World peace and world energy depend not on fossil fuels, but on alternative energy sources such as solar power, geothermal, wind turbines, and generators powered by ocean currents. We can live in a peaceful, environmentally safe world with clean abundant energy. Or we can be destroyed by the greedy billionaires and warring political tyrants. The choice is ours.

PAUL SZYMANOWSKI
Curtice, Ohio

TV talking heads have a bad record
While watching the talking heads on the Sunday morning TV news shows telling us what should be done about Russia and Ukraine, I noticed that some of these were the same people who said the George W. Bush tax cuts would be a boon for the economy, we were going to war with Iraq because it had weapons of mass destruction, the Iraq war would pay for itself, and Iraq would become a shining beacon of Jeffersonian Democracy in the Middle East.
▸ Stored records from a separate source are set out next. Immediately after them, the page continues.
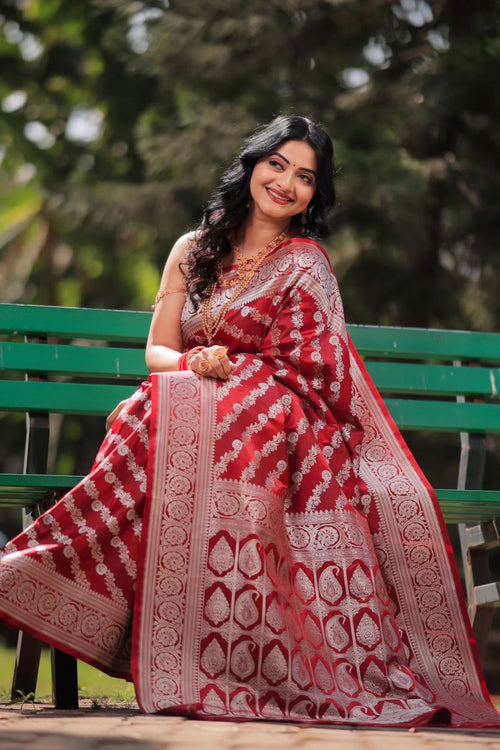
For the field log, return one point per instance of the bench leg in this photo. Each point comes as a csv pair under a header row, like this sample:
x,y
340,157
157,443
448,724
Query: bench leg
x,y
481,626
26,668
64,680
At what point do we stop listening to these people?

BILL PIEPER
Oregon

 

Tax code change must bridge gap
The Blade’s Feb. 23 editorial “Income inequality” stated that the disparity that separates the richest and poorest Americans is getting worse and stressed the need for increasing the minimum wage and investment in education. There is a more effective solution: Change the income tax code.

Levying too high a tax on lower-income people cuts into their buying power, which reduces demand for goods and services. That curtails economic growth.

Levying too low a tax on the wealthy encourages corporate earnings they control to be spent on dividends and stock buy-backs, instead of using the money to grow business.

For years, the middle and lower classes have been taxed at too high a rate and the upper class has been taxed too low. Our economy has suffered for it.

Republicans have launched a plan to change the tax code, but their plan continues to benefit the rich at the expense of the poor.

Our current economic woes of slow growth, high unemployment, increased poverty, and unprecedented income inequality have a political basis. As long as the wealthy continue to make large campaign contributions, some politicians don’t care that bad tax policy hurts America.